Further incentives for gas vehicles have come from the Energy Saving Trust, which offers grants to partly offset the costs of converting vehicles, and the offer of exemption from the London congestion charge.

The package has led to a significant boost in the market for LPG vehicles. The number of bi-fuelled petrol-LPG vehicles on the road has risen five-fold since 2000, and passed the 100,000 mark this summer. They are served by about 1,300 public LPG refuelling stations, with a further 1,000 refuelling points for fleet vehicles.

CNG has made slower progress. Only some 500 vehicles, mostly heavy duty vehicles such as buses and urban delivery lorries, use the fuel (ENDS Report 333, pp 33-34 ).
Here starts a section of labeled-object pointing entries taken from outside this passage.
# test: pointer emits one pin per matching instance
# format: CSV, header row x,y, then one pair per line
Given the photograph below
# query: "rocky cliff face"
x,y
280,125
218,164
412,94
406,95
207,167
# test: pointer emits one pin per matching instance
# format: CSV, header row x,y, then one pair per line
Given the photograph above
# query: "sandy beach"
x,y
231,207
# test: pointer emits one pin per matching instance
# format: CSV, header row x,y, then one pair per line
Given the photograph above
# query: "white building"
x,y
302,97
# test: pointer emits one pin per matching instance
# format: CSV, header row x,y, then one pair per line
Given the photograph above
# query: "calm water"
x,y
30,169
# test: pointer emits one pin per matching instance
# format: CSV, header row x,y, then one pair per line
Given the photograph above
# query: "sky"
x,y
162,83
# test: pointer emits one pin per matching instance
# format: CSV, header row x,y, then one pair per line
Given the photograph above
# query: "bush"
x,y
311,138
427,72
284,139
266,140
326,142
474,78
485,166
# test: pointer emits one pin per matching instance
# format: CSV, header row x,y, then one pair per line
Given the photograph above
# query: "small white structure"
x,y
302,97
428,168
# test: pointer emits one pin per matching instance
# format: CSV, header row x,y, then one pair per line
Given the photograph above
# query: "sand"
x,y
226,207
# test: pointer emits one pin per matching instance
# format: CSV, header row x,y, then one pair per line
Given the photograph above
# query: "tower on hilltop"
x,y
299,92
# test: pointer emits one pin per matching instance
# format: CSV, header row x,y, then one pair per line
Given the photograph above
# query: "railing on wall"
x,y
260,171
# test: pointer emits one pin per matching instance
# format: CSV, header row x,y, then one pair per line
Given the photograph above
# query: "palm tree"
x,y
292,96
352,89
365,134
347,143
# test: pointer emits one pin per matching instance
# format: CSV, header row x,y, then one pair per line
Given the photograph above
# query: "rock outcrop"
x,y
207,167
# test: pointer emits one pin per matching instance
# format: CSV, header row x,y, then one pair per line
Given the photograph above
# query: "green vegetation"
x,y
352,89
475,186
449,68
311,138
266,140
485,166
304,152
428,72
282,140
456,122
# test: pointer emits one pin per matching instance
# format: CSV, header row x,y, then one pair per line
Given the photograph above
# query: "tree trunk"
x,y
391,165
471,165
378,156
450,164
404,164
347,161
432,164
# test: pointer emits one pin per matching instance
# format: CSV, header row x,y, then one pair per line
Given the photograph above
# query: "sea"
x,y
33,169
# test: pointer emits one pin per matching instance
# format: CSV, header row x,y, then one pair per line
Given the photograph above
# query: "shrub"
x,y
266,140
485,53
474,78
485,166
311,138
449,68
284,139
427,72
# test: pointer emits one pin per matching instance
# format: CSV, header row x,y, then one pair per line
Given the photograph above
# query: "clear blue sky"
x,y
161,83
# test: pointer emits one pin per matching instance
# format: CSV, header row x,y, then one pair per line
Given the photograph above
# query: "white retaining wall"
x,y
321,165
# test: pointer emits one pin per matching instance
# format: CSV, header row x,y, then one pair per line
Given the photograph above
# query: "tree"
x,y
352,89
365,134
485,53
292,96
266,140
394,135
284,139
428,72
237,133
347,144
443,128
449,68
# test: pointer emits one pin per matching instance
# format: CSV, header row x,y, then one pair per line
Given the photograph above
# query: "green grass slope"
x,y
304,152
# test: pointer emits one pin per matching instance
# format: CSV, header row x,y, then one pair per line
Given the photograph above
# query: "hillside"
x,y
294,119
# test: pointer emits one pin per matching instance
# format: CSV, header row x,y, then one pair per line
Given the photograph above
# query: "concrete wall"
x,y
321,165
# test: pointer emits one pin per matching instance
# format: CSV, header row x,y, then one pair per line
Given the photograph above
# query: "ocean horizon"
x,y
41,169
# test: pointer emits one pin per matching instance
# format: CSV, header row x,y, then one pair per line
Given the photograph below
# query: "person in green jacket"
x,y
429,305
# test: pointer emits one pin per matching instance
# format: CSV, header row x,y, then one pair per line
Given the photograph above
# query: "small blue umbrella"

However, the industry is looking nervously towards December's pre-Budget report, when the Chancellor is expected to set out the conclusions of a review of the tax regime for road fuel gases (ENDS Report 341, p 48 ). Earlier Budgets have justified the tax differential on the basis of unquantified reductions in emissions of nitrogen oxides and CO2 - but the improving performance of conventional vehicles has eroded much of the advantage enjoyed by gas fuels.

The industry's lobbying efforts came to a head at an LPG Association conference in November. "The market is at a crossroads," said Howard Kerr, managing director of LPG supplier Calor Gas. "The uncertainty over the last year caused by the review is proving to be a major obstacle to the continued development of the market - total sales of LPG have stalled, and the growth in refuelling sites has slowed right down."

Ian Blinder of Vauxhall, the leading supplier of new LPG cars to the UK market, also warned that "the market is slowing down dramatically, and is on the verge of stalling."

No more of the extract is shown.